Die illustrierte deutsche Schülerzeitung, also für die älteren Kinder, die vom NS-Lehrerbund herausgegeben wurde und von der sich ebenfalls noch eine Reihe Exemplare ab 1934 auf einem Rössinger Hausboden gefunden hat, hieß Hilf mit. Ich erinnere mich selbst noch genau an diese Hefte, die wir mit Begeisterung gelesen haben. Begriffe wie Ehre, Treue, Kameradschaft und Vaterlandsliebe begeisterten eine idealistische Jugend und sprachen ihre edelsten Instinkte an.
Die Werbung und Idealisierung des Bauernstandes, dessen Zukunft in den unendlichen Weiten des Ostens liegen sollte. Lieder wie: „Nach Ostland wollen wir reiten“, und andere kriegerische Lieder sangen wir ohne nachzudenken.

Zäh wie Leder, hart wie Kruppstahl und schnell wie Windhunde wollte Hitler die Jugend.

Führergläubig und opferbereit wurde diese Jugend in einen entsetzlichen Krieg geschickt und verblutete zu Millionen.

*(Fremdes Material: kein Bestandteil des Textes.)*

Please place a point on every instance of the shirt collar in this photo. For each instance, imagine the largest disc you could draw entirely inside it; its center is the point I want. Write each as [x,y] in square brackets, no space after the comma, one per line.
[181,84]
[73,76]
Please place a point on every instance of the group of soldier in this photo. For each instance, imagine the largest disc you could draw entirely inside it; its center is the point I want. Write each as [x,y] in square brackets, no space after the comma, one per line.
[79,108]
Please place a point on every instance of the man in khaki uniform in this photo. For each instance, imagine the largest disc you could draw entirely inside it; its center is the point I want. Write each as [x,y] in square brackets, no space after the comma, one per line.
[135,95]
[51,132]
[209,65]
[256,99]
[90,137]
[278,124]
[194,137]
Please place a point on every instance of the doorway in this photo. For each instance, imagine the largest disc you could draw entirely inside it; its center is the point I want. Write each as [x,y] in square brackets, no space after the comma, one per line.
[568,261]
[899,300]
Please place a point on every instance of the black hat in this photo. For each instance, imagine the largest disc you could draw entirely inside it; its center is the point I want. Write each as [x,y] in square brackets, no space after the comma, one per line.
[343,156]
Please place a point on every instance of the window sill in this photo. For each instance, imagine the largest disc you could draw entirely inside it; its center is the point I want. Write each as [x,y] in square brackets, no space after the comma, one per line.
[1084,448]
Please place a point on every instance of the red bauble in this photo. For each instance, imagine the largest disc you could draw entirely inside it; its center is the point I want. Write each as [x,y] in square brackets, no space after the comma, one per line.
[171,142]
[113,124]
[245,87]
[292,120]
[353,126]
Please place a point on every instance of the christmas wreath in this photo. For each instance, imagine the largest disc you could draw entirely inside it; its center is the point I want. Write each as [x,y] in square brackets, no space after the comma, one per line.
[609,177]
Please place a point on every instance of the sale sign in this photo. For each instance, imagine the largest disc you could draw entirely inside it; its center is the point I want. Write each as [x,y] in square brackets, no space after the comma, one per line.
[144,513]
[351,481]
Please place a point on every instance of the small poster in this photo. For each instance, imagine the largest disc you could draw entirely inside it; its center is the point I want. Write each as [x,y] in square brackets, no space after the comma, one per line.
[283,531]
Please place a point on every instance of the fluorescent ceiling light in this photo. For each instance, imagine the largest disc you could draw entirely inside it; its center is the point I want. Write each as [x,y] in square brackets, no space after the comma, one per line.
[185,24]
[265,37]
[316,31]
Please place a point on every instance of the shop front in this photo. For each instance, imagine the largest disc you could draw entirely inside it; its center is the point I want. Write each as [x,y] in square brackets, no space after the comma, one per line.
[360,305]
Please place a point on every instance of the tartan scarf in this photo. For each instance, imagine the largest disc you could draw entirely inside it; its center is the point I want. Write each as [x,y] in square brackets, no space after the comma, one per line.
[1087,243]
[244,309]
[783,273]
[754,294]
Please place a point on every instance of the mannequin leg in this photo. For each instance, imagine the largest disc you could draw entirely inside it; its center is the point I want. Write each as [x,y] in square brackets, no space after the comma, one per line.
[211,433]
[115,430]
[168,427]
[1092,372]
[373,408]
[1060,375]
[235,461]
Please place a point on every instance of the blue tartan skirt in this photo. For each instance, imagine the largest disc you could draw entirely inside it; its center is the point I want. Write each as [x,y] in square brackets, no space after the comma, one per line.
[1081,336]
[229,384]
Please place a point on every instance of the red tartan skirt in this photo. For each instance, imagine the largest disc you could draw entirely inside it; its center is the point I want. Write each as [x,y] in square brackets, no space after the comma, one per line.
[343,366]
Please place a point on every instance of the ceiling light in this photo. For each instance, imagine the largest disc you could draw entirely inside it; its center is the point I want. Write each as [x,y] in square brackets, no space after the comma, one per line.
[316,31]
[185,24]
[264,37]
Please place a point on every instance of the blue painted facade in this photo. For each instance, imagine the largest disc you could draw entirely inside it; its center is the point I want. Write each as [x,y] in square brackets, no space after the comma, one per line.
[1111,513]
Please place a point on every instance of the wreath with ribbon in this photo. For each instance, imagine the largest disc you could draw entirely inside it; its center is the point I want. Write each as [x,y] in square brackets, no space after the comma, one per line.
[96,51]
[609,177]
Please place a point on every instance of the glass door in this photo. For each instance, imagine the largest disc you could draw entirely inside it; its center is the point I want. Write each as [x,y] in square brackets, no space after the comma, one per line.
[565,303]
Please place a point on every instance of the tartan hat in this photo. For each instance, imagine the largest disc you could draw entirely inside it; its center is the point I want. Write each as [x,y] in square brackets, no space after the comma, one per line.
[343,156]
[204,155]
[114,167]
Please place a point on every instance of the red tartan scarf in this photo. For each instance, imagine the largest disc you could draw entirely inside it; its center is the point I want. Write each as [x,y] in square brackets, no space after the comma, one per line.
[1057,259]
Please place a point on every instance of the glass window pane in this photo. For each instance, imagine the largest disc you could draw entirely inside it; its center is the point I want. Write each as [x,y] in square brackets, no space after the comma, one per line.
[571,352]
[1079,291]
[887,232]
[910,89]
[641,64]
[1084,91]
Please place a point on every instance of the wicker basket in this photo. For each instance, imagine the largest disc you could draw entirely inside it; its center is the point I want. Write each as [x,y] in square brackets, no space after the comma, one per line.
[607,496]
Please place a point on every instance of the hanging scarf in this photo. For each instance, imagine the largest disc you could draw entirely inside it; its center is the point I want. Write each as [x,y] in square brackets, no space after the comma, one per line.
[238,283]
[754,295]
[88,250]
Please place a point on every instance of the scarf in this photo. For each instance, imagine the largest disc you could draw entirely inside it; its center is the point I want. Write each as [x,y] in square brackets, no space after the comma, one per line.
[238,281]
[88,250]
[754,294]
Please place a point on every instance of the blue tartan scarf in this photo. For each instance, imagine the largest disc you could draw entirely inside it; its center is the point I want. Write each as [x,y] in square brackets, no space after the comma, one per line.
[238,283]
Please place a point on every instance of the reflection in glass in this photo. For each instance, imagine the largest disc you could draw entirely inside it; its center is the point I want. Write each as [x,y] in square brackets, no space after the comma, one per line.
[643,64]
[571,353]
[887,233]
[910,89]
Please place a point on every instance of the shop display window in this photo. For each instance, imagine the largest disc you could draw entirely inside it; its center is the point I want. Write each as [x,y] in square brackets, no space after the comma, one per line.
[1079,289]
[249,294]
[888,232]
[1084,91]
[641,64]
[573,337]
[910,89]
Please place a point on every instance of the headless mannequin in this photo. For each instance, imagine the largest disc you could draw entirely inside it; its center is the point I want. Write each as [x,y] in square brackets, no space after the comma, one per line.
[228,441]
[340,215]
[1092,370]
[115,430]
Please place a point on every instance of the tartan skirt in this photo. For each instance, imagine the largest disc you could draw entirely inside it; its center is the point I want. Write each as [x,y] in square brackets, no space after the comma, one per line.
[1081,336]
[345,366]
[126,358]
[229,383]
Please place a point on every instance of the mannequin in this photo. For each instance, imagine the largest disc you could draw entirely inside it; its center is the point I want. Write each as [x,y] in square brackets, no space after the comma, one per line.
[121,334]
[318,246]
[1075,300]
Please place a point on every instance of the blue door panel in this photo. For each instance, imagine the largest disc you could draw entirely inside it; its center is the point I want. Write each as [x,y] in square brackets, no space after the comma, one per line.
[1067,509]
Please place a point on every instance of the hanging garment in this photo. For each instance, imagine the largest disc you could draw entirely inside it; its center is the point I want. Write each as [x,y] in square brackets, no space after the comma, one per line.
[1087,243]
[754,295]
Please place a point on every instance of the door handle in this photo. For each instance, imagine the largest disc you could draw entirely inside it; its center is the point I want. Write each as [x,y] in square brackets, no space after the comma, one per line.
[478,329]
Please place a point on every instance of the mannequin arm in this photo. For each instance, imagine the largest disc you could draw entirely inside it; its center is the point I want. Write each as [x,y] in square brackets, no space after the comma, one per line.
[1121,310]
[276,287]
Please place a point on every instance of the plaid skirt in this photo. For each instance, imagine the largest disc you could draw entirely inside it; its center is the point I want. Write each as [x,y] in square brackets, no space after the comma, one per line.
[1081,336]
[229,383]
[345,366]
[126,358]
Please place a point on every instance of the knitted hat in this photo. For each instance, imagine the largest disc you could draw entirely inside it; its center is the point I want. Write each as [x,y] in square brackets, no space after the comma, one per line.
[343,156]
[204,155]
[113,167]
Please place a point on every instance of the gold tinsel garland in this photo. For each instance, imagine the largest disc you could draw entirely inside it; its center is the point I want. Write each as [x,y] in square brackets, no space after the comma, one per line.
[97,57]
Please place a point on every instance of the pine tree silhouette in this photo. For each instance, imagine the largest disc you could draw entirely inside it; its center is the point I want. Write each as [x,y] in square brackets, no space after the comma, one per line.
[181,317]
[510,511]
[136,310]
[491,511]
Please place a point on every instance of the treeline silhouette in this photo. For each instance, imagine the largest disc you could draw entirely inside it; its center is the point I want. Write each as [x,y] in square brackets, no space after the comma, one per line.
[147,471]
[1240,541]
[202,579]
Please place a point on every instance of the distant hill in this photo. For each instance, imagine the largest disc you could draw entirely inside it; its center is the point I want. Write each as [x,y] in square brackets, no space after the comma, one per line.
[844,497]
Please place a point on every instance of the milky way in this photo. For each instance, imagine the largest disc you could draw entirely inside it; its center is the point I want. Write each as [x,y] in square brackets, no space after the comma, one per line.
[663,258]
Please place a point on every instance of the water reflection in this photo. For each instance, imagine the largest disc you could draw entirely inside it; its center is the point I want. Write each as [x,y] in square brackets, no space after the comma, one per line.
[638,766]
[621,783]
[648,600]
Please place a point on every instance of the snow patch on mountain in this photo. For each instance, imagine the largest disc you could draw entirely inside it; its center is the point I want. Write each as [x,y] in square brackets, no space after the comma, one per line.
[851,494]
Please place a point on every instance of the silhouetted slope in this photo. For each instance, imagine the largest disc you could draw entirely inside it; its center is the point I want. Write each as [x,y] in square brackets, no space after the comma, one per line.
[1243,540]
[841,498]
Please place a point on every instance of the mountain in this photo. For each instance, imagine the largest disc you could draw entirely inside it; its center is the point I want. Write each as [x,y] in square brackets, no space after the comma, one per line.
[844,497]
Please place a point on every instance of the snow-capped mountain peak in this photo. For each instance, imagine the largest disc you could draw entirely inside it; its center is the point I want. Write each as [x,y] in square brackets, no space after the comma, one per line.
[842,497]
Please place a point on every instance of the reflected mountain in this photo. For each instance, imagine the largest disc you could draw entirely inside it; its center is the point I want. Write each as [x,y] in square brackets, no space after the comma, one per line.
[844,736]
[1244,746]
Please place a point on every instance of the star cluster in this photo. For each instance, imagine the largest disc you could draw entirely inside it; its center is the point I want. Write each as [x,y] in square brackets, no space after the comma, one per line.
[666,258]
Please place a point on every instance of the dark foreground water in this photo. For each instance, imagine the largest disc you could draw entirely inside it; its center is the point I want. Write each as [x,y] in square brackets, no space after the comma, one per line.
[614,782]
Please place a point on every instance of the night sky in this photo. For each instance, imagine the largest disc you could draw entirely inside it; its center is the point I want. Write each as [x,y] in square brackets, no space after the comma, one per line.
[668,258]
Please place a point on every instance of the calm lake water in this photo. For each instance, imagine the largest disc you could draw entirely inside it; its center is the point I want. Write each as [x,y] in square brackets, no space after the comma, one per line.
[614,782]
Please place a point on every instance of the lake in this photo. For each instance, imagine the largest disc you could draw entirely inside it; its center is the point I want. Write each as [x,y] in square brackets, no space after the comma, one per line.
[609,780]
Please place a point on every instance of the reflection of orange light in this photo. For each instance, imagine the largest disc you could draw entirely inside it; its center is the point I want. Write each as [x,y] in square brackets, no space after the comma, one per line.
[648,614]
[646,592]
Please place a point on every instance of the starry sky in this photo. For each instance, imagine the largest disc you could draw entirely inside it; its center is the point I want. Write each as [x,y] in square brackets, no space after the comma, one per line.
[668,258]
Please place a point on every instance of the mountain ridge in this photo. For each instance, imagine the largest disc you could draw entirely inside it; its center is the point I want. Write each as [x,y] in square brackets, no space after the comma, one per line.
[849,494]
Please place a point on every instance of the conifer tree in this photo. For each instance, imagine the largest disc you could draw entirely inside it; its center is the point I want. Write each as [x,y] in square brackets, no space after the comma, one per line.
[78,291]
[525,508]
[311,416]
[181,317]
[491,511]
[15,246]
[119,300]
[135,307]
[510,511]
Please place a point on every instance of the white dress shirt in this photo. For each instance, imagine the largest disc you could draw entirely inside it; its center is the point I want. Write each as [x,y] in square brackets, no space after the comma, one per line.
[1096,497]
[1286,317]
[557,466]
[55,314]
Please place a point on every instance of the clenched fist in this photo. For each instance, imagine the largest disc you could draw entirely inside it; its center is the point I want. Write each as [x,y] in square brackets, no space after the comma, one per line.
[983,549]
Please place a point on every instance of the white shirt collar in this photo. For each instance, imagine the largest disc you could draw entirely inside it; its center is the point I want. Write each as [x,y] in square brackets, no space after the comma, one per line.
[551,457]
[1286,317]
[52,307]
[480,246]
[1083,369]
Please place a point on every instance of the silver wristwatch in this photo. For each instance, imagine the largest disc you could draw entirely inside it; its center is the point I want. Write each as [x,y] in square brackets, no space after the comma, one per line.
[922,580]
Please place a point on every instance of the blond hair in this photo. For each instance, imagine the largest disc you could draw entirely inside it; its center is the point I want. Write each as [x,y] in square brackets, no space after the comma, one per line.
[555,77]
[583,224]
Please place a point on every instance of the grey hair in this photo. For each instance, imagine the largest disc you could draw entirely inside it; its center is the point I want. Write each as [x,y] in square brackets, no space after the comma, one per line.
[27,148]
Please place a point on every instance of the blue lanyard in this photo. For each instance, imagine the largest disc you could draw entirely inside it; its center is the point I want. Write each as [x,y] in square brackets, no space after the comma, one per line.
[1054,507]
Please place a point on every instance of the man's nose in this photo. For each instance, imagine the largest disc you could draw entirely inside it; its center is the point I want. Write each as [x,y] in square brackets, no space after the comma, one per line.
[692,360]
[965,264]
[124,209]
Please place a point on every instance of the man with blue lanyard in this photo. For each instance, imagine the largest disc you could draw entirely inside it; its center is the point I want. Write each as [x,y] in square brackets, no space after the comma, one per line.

Als mein Mann und ich im Sommer vorigen Jahres auf einer Reise in die Ukraine durch die unermessliche Weite und die endlosen Steppen Rußlands fuhren und am Ufer der gewaltigen und eigentlich unüberwindlichen Ströme wie dem Dnjepr standen und auf einem riesigen Soldatenfriedhof auf der Halbinsel Krim im Schwarzen Meer mit Zigtausend Toten, da kam uns noch einmal der ganze Wahnsinn dieses Krieges an.

 

Auch für die Eltern gab es NS-Lektüre

Die Zeitschrift „Reichs-Elternwarte“ versprach dem Erzieher, dem Lehrer, ein engster Bundesgenosse zu werden im Kampf um das Elternhaus mit dem Gedanken nationalsozialistischer Jugenderziehung zum Dienst am Volkstum und Staat. Gefördert werden sollte die Stählung des Charakters und der Selbstzucht und körperliche Schulung für den künftigen einsatzbereiten Staatsbürger. Stets wurde für die Berufsauffassung herausgestellt: „Du arbeitest nicht für Dich oder bestenfalls Deine Familie – alle Arbeit geschieht für die Gemeinschaft, als sittliche Verpflichtung für Dein Volk und den Staat. Alle deutschen Schulen haben nur ein Ziel, die Erziehung zum Staate.“
Führerprinzip und Rassenideologie

Zu dem nationalsozialistischen Gedankengut gehörte vor allem auch das Führerprinzip, einer mit diktatorischen Vollmachten ausgestatteten Herrschaftskultur. Die Entscheidungen des Führers galten als unfehlbar und unanfechtbar. Der Führerkult war an die Person Adolf Hitlers gebunden: „Führer befiel, wir folgen dir.“

Weiterer Kernpunkt der nationalsozialistischen Ideologie war die Rassenlehre, die auch im Parteiprogramm der NSDAP verankert ist. Sie enthielt vor allem zwei Hauptgesichtspunkte: den völkischen Nationalismus und den Antisemitismus, beides in übersteigerter Form.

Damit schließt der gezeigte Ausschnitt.